Development of Robust Spectral Derivative Algorithms for Phytoplankton Pigment Concentrations on Local to Global Scales (2020)
The Plankton, Aerosol, Cloud, ocean Ecosystem (PACE) mission will provide unprecedented high spectral resolution ocean color observations with the potential to discover new insights into phytoplankton community dynamics on local to global scales. However, for many reasons, satellite ocean color algorithms designed to take advantage of hyperspectral data have lagged behind the development and application of multispectral algorithms. Here we propose to further develop and validate spectral derivative methods for quantifying the concentrations of marker phytoplankton pigments on local and on global scales, extending the approach of Catlett and Siegel [2018; JGR]. Spectral derivative methods have the advantage that they are, to some degree, insensitive to large spectral scale (>>100 nm) signals associated with issues of instrument calibration and atmospheric correction, as well as colored dissolved organic matter and detrital ocean optical properties. On the other hand, spectral phytoplankton absorption and backscatter features are found on spectral scales of ~10 to 100 nm. Spectral derivative methods have the potential to take advantage of this spectral gap in ocean optical properties so that concentrations of phytoplankton biomarker pigments can be accurately quantified.
Our goal is to develop and validate robust spectral derivative algorithms for phytoplankton biomarker pigments for NASA's upcoming PACE mission. We will develop these models using two data sets already in hand: 1) a synthesis of global scale observations data mined from the data repositories and the literature and 2) local scale observations from the Plumes and Blooms (PnB) program from the coastal waters of the Santa Barbara Channel, California. Statistical analyses of high performance liquid chromatography (HPLC) phytoplankton pigment concentrations show both similarities and differences in the groupings of pigments (cf., diatoms, picoplankton, etc.) derived for the two data sets due to the large degree of covariation among the pigments and the scales over which the data are assembled (which relates to the uniqueness of their information content). This suggests that there should be differences in global and local biomarker pigment algorithms created from these two data sets. Further, available hyperspectral observations come from a wide range of sources, sites, sampling protocols, analytical methods, and uncertainties. Thus, care needs to be taken in merging and applying these data to build useful and robust spectral derivative ocean color algorithms for biomarker pigment concentrations and their uncertainties.

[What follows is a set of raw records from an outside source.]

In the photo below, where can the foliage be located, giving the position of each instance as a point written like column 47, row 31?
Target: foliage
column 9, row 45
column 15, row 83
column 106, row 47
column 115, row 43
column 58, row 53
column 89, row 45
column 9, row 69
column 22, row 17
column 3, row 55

Our work will contribute to the advancement of ocean color sciences beyond the development of robust, pre-launch phytoplankton biomarker pigment concentration algorithms for the PACE mission. First, we will create procedures for synthesizing hyperspectral field data that will come from a variety of data sources of varying quality. These protocols should be of great value to the PACE Science Team. Second, our approach will develop spectral derivative methods for both remote sensing reflectance and phytoplankton absorption, providing a test of the validity and a demonstration of the potential of the phytoplankton spectral gap hypothesis. Last, the simultaneous development of ocean color algorithms from the two data sets (global vs. local) will contribute to our understanding of how to maximize the information retrieved from satellite ocean color algorithms when switching one's focus from global to local scales.